# Couple of New Knives



## reelthreat (Jul 11, 2006)

I have decided to make knives for Christmas presents this year. Here are a couple... only 5 more to go. After Christmas I have a couple of "orders" from my friends for fillets and bowies. If all goes well I might start to sell them. 

These are my 3rd, 4th, and 5th tries. Each one I learn a little more and each one has less and less flaws. I am not sure what kind of wood the skinning knive is made of but it sure stinks when sanded and it is hard as H#LL.

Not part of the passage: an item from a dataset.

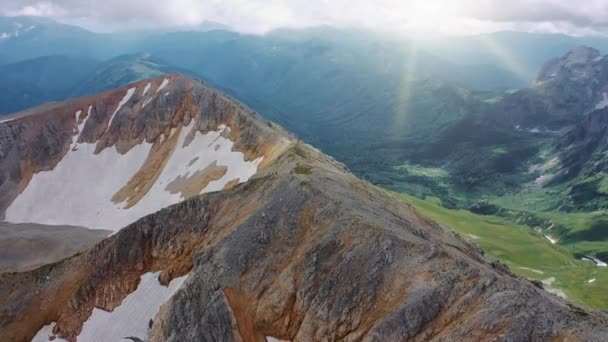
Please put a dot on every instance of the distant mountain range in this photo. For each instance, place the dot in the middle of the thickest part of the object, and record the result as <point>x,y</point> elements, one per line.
<point>511,119</point>
<point>227,228</point>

Sorry for the bad pictures, they are from my cell phone.


----------



## johnmyjohn (Aug 6, 2006)

Real good looking work there.


----------



## Bobby (May 21, 2004)

Those look good


----------



## bill (May 21, 2004)

I like them, well done


----------



## Tortuga (May 21, 2004)

I agree....FIRST CLASS !!!


----------



## Justin Timberleg (Jun 16, 2009)

How much for a filet knife


----------



## Slip (Jul 25, 2006)

Those look great. Fantastic Christmas gifts.


----------



## lady linda (Nov 25, 2008)

Very nice, you should be proud . LL


----------



## State_Vet (Oct 10, 2006)

Very nice!


----------



## Rog (May 27, 2004)

Those turned out real nice!


----------



## Robert A. (Jan 8, 2009)

Very Nice work Mate!! If your that good to start with I can imagine what works of art you will be making with more experience!!


----------



## panch0 (Nov 4, 2009)

Nice looking knives, better than my third, fourth and fifth knives.


----------



## patfatdaddy (May 29, 2004)

If your knives can be sharpened and will hold an edge you can make some serious money. Everyone loves a good sharp knife.
Pat


----------